Titanic fait partie des trois films qui ont profondément marqué mon enfance et contribué à façonner ma sensibilité. Le choc ressenti à l’époque fut considérable — le film vu à trois reprises en salle entre 1997 et 1998. Aujourd’hui encore, ce chef-d’œuvre n’a rien perdu de sa force : malgré une connaissance quasi parfaite du récit, ses trois heures s’écoulent avec une étonnante fluidité.

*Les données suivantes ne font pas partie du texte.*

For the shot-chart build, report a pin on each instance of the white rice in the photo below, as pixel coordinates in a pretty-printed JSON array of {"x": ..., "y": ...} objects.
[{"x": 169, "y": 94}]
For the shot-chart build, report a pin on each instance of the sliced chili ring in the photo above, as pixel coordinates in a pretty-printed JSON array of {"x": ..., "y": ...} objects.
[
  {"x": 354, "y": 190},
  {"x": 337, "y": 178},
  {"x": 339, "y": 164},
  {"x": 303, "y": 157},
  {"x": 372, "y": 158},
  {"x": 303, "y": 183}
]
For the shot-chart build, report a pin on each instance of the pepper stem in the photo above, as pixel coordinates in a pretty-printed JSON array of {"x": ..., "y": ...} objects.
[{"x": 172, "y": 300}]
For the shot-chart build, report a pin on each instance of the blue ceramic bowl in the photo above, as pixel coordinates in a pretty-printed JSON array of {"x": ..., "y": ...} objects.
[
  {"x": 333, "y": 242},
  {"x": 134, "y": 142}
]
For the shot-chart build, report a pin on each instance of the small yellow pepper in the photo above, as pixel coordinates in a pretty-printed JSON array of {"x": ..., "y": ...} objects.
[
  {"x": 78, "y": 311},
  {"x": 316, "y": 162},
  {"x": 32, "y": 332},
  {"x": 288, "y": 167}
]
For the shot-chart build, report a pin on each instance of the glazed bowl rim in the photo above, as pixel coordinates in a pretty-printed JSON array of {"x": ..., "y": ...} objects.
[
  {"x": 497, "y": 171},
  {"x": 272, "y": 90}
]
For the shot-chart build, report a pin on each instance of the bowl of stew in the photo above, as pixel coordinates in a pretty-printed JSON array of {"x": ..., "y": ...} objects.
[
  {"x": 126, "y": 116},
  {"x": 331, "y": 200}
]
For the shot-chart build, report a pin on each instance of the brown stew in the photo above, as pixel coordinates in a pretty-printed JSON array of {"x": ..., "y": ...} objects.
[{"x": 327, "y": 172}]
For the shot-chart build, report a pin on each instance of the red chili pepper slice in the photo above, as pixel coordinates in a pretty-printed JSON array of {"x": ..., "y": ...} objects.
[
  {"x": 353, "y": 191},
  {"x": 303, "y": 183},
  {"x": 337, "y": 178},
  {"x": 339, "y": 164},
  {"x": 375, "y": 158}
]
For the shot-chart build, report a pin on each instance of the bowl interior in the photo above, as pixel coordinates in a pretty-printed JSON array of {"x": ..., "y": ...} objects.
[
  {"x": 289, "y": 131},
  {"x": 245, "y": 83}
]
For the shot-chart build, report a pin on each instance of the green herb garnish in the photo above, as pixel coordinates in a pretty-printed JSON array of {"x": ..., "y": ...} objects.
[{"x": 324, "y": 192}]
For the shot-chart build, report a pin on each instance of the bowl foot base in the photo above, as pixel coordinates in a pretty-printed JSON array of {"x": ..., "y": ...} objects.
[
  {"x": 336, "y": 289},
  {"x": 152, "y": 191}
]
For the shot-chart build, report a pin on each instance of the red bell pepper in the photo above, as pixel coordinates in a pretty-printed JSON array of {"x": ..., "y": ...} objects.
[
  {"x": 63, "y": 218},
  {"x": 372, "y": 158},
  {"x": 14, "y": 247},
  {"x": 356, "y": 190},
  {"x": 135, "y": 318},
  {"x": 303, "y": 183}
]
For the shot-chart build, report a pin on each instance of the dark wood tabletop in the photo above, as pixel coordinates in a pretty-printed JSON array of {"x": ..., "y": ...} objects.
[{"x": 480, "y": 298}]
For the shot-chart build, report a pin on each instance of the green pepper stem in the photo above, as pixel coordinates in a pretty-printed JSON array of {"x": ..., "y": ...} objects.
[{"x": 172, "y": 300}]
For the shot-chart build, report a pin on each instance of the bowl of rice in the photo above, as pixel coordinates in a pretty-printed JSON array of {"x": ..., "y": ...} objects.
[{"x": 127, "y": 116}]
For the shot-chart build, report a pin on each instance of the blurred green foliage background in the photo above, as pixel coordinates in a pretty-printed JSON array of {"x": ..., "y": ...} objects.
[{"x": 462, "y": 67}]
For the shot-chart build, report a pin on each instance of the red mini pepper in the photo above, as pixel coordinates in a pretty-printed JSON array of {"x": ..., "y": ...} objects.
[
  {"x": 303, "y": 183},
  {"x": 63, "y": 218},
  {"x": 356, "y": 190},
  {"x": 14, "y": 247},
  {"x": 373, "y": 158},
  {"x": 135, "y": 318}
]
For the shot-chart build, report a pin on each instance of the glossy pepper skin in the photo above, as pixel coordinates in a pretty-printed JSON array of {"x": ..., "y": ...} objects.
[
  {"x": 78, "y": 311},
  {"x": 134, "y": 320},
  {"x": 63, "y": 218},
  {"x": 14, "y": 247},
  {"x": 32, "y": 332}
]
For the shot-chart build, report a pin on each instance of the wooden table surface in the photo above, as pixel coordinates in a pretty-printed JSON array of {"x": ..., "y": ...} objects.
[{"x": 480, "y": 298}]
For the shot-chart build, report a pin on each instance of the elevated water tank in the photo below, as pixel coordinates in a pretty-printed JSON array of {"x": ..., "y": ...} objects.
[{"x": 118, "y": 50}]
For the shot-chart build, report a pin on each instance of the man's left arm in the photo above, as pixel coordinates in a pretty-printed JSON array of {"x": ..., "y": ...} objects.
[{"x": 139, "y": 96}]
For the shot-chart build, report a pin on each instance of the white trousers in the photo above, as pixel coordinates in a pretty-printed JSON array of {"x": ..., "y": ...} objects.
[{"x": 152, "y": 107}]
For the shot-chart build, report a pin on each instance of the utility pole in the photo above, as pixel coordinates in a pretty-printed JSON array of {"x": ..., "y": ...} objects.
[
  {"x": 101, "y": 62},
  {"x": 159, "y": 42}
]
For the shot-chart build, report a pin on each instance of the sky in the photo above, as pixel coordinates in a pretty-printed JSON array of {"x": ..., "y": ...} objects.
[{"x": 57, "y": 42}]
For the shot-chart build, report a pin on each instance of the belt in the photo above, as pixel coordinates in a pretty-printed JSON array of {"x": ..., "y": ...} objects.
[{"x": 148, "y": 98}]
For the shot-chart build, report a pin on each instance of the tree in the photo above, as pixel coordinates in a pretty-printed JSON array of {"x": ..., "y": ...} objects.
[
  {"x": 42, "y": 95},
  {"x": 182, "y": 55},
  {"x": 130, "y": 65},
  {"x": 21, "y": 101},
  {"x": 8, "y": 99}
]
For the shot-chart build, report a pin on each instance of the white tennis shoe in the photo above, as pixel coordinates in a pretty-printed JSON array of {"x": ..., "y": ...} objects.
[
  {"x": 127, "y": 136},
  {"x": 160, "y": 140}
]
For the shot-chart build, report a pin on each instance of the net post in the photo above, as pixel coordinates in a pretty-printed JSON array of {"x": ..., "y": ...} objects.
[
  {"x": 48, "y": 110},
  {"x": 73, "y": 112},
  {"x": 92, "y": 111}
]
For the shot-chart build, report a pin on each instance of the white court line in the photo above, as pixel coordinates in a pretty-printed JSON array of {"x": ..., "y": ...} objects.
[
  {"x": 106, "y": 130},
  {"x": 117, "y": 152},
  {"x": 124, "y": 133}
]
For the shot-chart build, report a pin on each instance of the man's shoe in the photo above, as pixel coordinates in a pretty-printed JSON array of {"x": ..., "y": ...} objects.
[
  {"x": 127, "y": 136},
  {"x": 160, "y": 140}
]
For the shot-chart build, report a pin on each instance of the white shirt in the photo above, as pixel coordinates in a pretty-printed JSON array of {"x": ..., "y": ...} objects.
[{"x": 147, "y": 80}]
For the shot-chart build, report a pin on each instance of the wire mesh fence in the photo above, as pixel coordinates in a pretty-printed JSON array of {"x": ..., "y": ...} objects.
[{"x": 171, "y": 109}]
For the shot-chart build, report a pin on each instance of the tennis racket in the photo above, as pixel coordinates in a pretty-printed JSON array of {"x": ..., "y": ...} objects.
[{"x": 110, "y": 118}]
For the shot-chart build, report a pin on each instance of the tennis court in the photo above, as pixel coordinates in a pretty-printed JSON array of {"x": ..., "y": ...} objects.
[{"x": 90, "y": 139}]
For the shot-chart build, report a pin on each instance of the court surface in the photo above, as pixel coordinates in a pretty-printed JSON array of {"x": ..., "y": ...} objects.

Le film retrace le naufrage du célèbre paquebot réputé insubmersible après sa collision avec un iceberg, tout en y greffant une intrigue romantique fictive aux accents de Roméo et Juliette. Ce choix narratif s’avère particulièrement efficace, porté par une écriture solide et par de jeunes acteurs encore au début de leur carrière, mais déjà remarquables. Les tensions entre la mère et la fille sont finement esquissées, et l’histoire d’amour impossible se déploie jusqu’à une tragédie profondément émouvante.
Le scénario dépasse largement le simple cadre du film catastrophe. Il développe une réflexion universelle sur l’inconscience de l’homme face à ses propres créations et sur sa foi aveugle dans le progrès technologique. À travers cette micro-société embarquée, James Cameron propose une lecture transposable à l’échelle du monde : par crédulité et insouciance, l’humanité s’engage sur la voie d’un désastre inévitable, provoqué par la remise en cause de principes qu’elle a elle-même édictés.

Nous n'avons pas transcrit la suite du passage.